When a cat shows his belly, he exudes comfort. He feels safe, as that stomach represents a most vulnerable spot on his body. Use caution if you reach down to stroke that tempting tummy, because you may find your arm gripped with four paws, while the cat bites the hand that feeds him.
Carlos had such a tempting tummy, and he would try this technique with me. I kept an oven mitt in his toy box, so I could put it on and let him attack that mitt enthusiastically. We enjoyed the game.
You will find your cat shows affection in many ways. He may rub against your legs, lick you, curl up against you to nap, or do that roll onto his back, showing the wonderful tummy.
He may lay his head against your neck or forehead, or give you nose kisses. He might also nibble without hurting.
As you must know, a cat meows to humans to try to help them get a message. They observe that we communicate vocally, so they add a meow or two to the conversation when they want something from you.
The cat makes this cute sound at either wildlife or people. Often if a cat sees a bird outside, he will chirp.

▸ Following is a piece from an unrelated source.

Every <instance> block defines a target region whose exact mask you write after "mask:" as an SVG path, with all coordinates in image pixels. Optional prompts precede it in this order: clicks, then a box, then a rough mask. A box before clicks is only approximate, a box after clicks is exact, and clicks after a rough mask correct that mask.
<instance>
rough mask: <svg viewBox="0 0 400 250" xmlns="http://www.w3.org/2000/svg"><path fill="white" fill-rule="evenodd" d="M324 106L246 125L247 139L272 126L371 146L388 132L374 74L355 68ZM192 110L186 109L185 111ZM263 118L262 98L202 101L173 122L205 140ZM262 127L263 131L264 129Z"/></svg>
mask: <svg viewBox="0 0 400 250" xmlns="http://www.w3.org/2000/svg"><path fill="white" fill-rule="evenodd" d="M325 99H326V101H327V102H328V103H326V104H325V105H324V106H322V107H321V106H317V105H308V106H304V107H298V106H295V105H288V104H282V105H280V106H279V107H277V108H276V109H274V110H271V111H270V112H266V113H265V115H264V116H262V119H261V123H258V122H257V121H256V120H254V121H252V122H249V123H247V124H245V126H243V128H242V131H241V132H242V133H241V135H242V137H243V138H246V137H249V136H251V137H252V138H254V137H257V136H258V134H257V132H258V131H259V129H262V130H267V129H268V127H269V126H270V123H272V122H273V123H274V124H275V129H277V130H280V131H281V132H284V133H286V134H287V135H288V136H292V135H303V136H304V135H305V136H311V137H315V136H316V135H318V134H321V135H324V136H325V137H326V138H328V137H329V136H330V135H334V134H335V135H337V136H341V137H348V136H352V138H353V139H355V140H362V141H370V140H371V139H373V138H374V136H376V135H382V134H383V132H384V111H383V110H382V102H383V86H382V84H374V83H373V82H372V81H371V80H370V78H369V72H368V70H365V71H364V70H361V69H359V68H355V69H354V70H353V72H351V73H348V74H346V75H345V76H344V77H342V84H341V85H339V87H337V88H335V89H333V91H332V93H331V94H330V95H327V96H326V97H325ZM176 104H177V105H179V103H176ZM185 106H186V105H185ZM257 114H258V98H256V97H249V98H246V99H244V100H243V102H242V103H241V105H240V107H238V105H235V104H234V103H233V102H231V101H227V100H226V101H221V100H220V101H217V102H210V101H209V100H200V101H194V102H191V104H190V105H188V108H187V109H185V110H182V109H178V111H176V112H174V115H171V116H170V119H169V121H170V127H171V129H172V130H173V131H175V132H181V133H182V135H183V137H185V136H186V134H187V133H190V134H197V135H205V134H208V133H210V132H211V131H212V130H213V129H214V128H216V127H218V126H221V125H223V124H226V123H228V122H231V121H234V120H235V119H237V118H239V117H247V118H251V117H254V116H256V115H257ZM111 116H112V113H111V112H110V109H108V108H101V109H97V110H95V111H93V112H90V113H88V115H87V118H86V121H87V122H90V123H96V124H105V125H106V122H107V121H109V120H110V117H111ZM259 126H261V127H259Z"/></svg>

This could mean that he has stepped into hunting mode, or it might indicate curiosity or contentment.
When our neighbor cat in Kodiak, Tiger, injured his leg when a dog attacked him, he couldn’t hunt. He’d come over to our house and visit with Carlos. My hero cat, knowing Tiger couldn’t go out hunting with him, would bring in mice or voles and give them to Tiger. When he did, he’d make that little chirping sound to Tiger…” Here — this is for you.”
Of course, if the cat hisses or growls, you will know he is fearful, defensive, or unhappy. Know that you must take care in such a case, as the cat could transfer his aggression to you.
If you want to find out how to communicate with your cat, learn the meanings of these bodily signs, and you will have a much clearer idea of what goes on in that furry kitty head.
His body language takes the place of speech for him, so you will learn a great deal about your kitty if you know how to read these signs.
One reference I used for this post (pawsdoc.com) has an excellent chart showing cat body communication. You might want to copy it and run it off to give you a visual reminder.